Tarif CPO dan Nikel Masuk AS Diturunkan di Bawah 19%
Penurunan Tarif CPO dan Nikel di Pasar AS
JAKARTA – Pemerintah Indonesia sukses mengamankan penurunan tarif impor dari Amerika Serikat untuk sejumlah komoditas strategis nasional, termasuk minyak kelapa sawit (CPO) dan produk turunan nikel.
Menteri Koordinator Bidang Perekonomian, Airlangga Hartarto, mengungkapkan bahwa tarif yang sebelumnya berada pada angka 32 persen kini telah diturunkan menjadi 19 persen. Bahkan, untuk beberapa komoditas tertentu, tarif tersebut dapat ditekan lebih rendah lagi.

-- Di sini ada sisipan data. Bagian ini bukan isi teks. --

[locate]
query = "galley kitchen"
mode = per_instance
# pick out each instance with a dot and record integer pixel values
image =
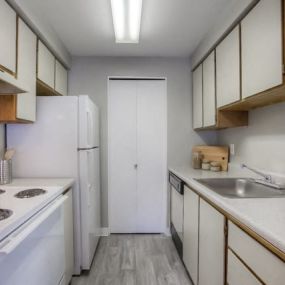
(142, 142)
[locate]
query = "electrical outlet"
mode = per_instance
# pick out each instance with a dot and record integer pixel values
(232, 149)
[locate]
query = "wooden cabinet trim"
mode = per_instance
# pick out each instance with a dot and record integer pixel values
(8, 110)
(246, 265)
(265, 98)
(268, 245)
(45, 90)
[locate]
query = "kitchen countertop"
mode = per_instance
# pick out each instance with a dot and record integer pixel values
(264, 216)
(23, 209)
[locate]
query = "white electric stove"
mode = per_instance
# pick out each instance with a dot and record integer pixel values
(32, 232)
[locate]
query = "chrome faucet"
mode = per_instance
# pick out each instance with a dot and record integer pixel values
(267, 177)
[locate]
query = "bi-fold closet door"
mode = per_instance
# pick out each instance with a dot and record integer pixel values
(137, 175)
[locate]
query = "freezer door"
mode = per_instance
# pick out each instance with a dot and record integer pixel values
(88, 123)
(90, 204)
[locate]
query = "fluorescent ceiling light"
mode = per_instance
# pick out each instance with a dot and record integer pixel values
(127, 20)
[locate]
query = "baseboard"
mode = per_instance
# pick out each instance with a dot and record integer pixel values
(105, 232)
(167, 232)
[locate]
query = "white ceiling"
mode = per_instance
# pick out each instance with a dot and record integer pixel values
(169, 27)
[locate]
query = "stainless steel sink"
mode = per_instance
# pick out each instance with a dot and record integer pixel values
(240, 188)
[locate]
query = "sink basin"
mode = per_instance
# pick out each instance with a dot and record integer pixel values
(240, 188)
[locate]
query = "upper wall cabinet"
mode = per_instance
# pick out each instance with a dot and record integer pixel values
(46, 65)
(8, 52)
(60, 78)
(22, 107)
(51, 75)
(8, 36)
(205, 114)
(198, 98)
(209, 91)
(228, 69)
(261, 42)
(27, 64)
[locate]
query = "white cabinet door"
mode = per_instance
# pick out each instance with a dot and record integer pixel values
(197, 97)
(8, 36)
(27, 58)
(137, 174)
(191, 233)
(261, 34)
(209, 91)
(60, 78)
(238, 274)
(68, 237)
(122, 153)
(228, 69)
(211, 246)
(151, 156)
(46, 65)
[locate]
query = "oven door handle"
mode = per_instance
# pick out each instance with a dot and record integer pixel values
(12, 241)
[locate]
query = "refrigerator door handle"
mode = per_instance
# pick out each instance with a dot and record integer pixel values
(89, 127)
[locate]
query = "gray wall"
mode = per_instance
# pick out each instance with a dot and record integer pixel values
(89, 76)
(2, 139)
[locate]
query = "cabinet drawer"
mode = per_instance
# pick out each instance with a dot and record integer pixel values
(238, 273)
(269, 268)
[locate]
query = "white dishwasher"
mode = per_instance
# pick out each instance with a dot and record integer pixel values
(34, 253)
(176, 211)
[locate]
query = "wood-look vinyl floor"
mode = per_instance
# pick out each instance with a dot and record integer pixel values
(135, 260)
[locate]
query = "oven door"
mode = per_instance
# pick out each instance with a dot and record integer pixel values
(176, 212)
(34, 253)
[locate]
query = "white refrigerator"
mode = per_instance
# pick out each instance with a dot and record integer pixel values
(64, 142)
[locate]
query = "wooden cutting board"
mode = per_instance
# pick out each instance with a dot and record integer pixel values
(215, 153)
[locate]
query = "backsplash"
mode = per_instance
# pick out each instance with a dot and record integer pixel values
(262, 143)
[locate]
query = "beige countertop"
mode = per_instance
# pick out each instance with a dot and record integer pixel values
(264, 216)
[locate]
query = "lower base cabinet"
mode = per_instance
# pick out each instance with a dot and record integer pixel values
(217, 252)
(203, 241)
(211, 246)
(264, 265)
(238, 273)
(191, 233)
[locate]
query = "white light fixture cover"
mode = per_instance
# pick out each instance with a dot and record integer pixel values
(127, 20)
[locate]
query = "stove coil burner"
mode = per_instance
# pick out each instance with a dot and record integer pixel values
(29, 193)
(5, 214)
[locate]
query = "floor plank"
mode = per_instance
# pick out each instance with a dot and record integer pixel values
(135, 260)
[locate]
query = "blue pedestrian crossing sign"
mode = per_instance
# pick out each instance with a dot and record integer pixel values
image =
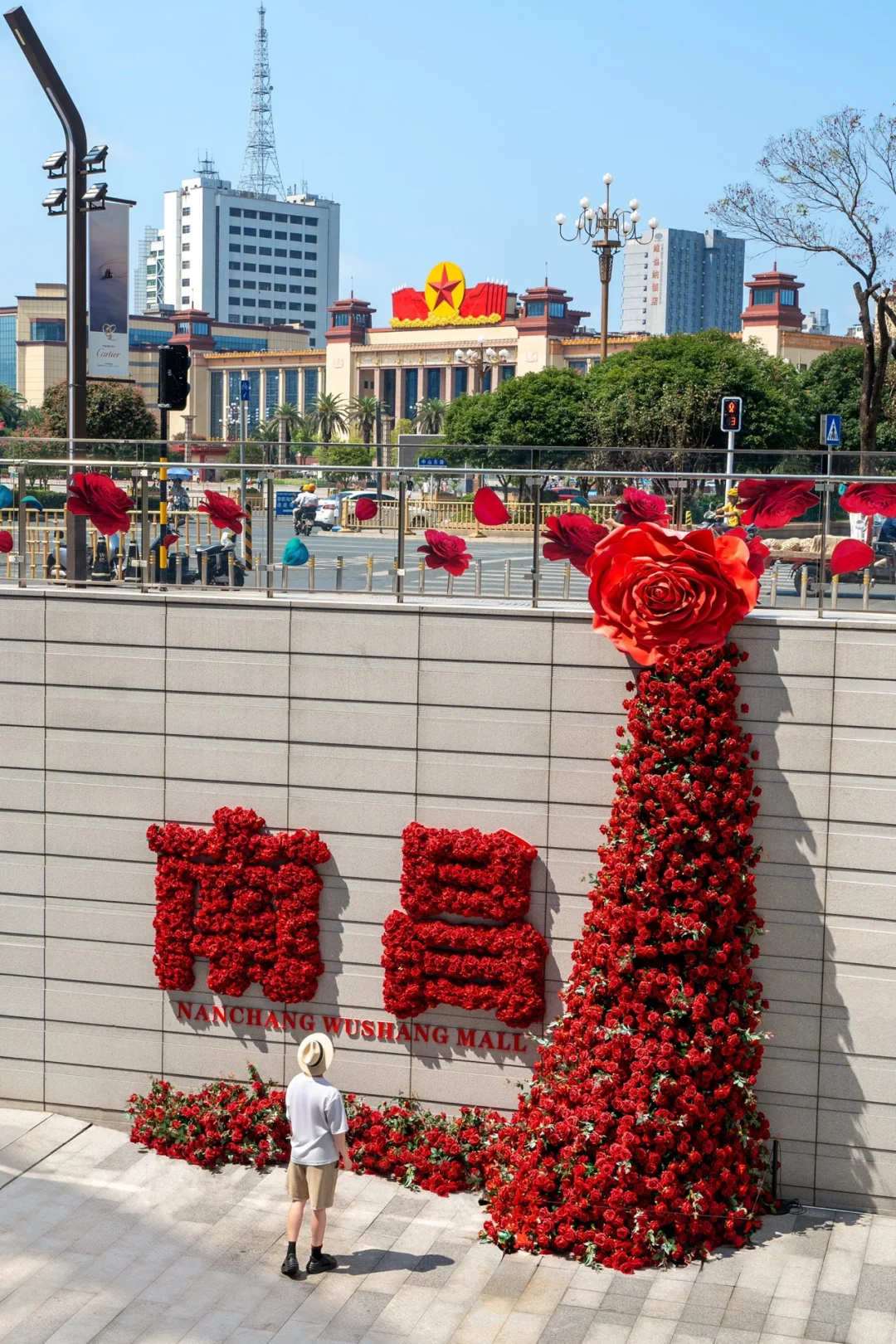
(830, 431)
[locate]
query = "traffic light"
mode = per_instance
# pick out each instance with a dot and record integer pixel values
(173, 387)
(731, 407)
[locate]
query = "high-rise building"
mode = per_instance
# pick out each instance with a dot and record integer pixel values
(246, 256)
(683, 281)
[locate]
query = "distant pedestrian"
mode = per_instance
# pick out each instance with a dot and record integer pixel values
(319, 1127)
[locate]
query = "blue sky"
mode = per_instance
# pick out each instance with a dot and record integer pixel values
(445, 132)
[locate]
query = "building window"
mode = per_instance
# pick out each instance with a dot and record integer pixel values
(43, 329)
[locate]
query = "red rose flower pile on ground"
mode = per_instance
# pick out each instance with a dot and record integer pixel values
(229, 1122)
(245, 899)
(640, 1140)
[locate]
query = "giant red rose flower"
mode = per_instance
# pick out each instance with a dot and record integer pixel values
(99, 498)
(652, 587)
(640, 507)
(445, 552)
(223, 511)
(869, 498)
(774, 503)
(571, 537)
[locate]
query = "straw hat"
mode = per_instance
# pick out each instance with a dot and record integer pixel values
(314, 1054)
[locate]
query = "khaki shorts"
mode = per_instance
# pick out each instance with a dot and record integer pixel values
(314, 1183)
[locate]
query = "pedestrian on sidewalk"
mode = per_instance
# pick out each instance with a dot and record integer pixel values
(319, 1127)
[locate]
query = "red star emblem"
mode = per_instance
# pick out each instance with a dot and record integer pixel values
(444, 290)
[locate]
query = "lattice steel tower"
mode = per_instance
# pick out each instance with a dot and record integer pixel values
(261, 171)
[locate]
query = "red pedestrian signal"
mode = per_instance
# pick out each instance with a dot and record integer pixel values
(731, 407)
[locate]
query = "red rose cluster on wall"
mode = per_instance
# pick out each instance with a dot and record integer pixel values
(245, 899)
(640, 1138)
(431, 962)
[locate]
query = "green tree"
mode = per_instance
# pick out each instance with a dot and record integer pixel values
(329, 416)
(665, 394)
(430, 414)
(364, 413)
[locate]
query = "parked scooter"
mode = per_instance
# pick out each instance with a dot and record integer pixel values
(218, 562)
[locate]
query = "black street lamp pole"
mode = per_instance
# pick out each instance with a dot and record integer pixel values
(77, 265)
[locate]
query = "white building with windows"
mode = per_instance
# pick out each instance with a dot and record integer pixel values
(243, 257)
(683, 281)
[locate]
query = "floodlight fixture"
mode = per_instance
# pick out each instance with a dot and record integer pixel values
(56, 201)
(95, 158)
(56, 164)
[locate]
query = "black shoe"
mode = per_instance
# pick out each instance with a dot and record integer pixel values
(321, 1265)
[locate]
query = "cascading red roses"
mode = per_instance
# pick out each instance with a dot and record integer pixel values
(95, 496)
(445, 552)
(571, 537)
(652, 587)
(640, 1138)
(243, 899)
(774, 503)
(223, 511)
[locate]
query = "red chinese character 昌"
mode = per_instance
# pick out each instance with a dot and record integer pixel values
(245, 901)
(430, 960)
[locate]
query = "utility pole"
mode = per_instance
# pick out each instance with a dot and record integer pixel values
(65, 110)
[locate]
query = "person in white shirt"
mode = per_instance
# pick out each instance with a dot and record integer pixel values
(319, 1127)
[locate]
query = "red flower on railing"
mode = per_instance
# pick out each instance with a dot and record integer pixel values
(652, 587)
(241, 898)
(641, 507)
(571, 537)
(445, 552)
(869, 498)
(774, 503)
(223, 511)
(97, 498)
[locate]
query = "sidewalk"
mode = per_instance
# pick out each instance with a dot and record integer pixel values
(100, 1241)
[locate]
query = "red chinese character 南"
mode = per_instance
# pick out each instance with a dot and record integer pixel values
(430, 960)
(241, 898)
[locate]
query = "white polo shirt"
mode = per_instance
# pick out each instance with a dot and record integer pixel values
(316, 1112)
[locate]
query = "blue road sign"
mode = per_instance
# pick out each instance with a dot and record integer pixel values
(830, 427)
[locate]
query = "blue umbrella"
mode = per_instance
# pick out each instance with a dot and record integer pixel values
(295, 552)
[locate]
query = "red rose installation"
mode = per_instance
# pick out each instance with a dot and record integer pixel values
(476, 967)
(243, 899)
(571, 537)
(95, 496)
(223, 511)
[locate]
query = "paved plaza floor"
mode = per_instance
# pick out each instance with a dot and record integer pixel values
(102, 1241)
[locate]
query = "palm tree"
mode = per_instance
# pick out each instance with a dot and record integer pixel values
(430, 413)
(329, 416)
(364, 413)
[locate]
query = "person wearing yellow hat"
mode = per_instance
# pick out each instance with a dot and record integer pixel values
(319, 1127)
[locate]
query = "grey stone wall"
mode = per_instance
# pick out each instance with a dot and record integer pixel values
(353, 719)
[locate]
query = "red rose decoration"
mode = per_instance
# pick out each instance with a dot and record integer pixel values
(869, 498)
(571, 537)
(445, 552)
(640, 507)
(774, 503)
(652, 587)
(223, 511)
(100, 499)
(488, 509)
(759, 553)
(850, 555)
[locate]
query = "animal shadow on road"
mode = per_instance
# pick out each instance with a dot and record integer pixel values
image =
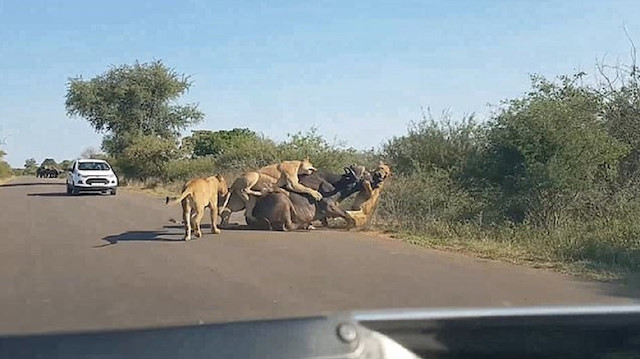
(132, 236)
(32, 184)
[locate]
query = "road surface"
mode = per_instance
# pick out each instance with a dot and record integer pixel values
(92, 262)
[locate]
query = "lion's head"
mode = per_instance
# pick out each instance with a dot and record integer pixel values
(306, 167)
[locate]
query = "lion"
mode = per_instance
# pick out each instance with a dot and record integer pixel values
(367, 199)
(197, 194)
(266, 180)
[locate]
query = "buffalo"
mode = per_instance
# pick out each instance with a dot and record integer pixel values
(285, 210)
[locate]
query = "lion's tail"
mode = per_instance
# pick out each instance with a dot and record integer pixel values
(184, 195)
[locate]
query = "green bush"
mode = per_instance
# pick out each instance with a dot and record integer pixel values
(185, 169)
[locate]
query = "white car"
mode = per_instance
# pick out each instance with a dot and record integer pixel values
(91, 175)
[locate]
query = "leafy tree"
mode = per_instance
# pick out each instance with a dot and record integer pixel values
(435, 144)
(131, 101)
(30, 166)
(147, 156)
(323, 154)
(548, 148)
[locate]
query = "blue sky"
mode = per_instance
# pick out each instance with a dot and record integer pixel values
(359, 70)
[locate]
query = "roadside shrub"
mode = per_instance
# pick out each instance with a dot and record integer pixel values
(185, 169)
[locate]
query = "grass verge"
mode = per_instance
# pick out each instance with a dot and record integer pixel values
(6, 179)
(528, 254)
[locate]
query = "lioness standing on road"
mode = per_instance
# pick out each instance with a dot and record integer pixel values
(198, 194)
(367, 199)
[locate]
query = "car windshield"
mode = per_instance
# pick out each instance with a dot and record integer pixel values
(93, 166)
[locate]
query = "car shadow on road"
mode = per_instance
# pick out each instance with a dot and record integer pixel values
(135, 236)
(60, 194)
(32, 184)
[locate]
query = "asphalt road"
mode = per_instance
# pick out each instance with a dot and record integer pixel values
(92, 262)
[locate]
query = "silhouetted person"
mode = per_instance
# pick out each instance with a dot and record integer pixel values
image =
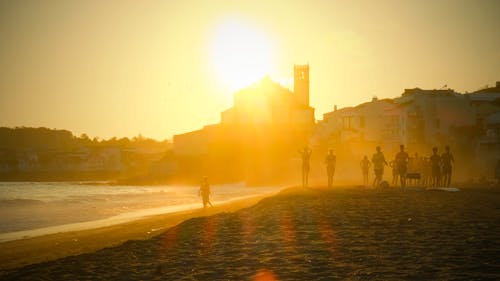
(306, 156)
(330, 162)
(394, 170)
(497, 172)
(365, 167)
(378, 160)
(447, 158)
(205, 192)
(401, 163)
(435, 161)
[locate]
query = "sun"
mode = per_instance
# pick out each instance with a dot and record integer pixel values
(241, 54)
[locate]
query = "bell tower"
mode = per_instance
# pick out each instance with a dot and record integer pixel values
(301, 83)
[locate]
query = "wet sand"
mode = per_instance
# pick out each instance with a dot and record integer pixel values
(305, 234)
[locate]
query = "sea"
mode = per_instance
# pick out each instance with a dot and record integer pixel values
(29, 209)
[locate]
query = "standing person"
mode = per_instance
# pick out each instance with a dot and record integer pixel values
(435, 161)
(394, 169)
(205, 192)
(402, 159)
(446, 159)
(378, 160)
(306, 156)
(330, 161)
(365, 167)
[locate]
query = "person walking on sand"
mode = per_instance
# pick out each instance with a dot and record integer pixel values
(446, 159)
(205, 192)
(394, 170)
(402, 159)
(378, 160)
(330, 161)
(365, 167)
(435, 161)
(306, 156)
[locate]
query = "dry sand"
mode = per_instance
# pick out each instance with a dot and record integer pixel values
(304, 234)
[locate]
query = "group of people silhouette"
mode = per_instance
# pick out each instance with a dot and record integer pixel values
(432, 171)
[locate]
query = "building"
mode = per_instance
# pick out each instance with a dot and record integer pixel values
(256, 137)
(431, 117)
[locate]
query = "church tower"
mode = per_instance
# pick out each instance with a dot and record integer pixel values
(301, 83)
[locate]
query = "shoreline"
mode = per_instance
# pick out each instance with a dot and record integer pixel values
(52, 246)
(109, 221)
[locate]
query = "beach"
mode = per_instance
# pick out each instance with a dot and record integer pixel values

Dalam podcast To The Po!nt Aja! di kanal YouTube BERITA88 pada hari Kamis (31/8), Airlangga menjelaskan bahwa Amerika Serikat adalah pasar ekspor utama bagi Indonesia, menyumbang sekitar 11 persen dari total ekspor nasional. Produk utama yang diekspor ke AS mencakup tekstil, alas kaki, elektronik, dan furnitur, yang semuanya merupakan produk padat karya.
Menurut Airlangga, penurunan tarif ini krusial untuk memastikan produk Indonesia tetap kompetitif di pasar internasional, khususnya di Amerika Serikat. “Jika tarifnya tinggi, produk kita tidak akan bersaing, dan ini bisa mengakibatkan penurunan ekspor. Padahal, sektor padat karya ini secara langsung mempekerjakan 5,3 juta orang dan secara tidak langsung mempengaruhi 15 juta jiwa,” tegasnya.